Brave has been advertising their own “private attribution” for years, in their marketing materials geared towards advertisers:

Reporting with Integrity:
Brave’s anonymous-but-accountable attribution model confirms event activity, without exposing or identifying the user. [1] [2]

Many people forget, or were never aware, that from the start, a core pillar of Brave’s business model has centered on ad-tech and ad-delivery. From the very early days their business model and their big bet has centered on reimagining advertising, not eliminating it. In the early days this was well known (by both Brave enthusiasts and critics, and its VC investors), but as Brave’s userbase has grown and changed, it seems this is not common knowledge anymore.

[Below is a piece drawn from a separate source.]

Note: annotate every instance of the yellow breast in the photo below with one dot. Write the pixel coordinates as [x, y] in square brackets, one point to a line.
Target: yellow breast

If you weren’t paying attention to Brave in its early days, it can be instructive to go back and read articles and discussions from ~7-10 years ago. The core business model was discussed more openly and explicitly than it typically is today.

Here is a relevant excerpt on attribution from a 2016 interview with Brave’s CEO:

Brave cuts out the middle-players who subsist on tracking, replacing them with in-browser ad preference inference where the data stays on your device; and anonymous protocols for ad impression and conversion confirmation [aka Attribution]


With regard to Apple

I didn’t pay much attention to them until the last year or two, so I’m not exactly sure when Apple rolled out their approach to ‘private attribution’ in Safari but I don’t think its super new, “Privacy-Preserving Ad Attribution” including “Private Click Measurement” was a featured topic at Apple’s 2021 Developer Conference.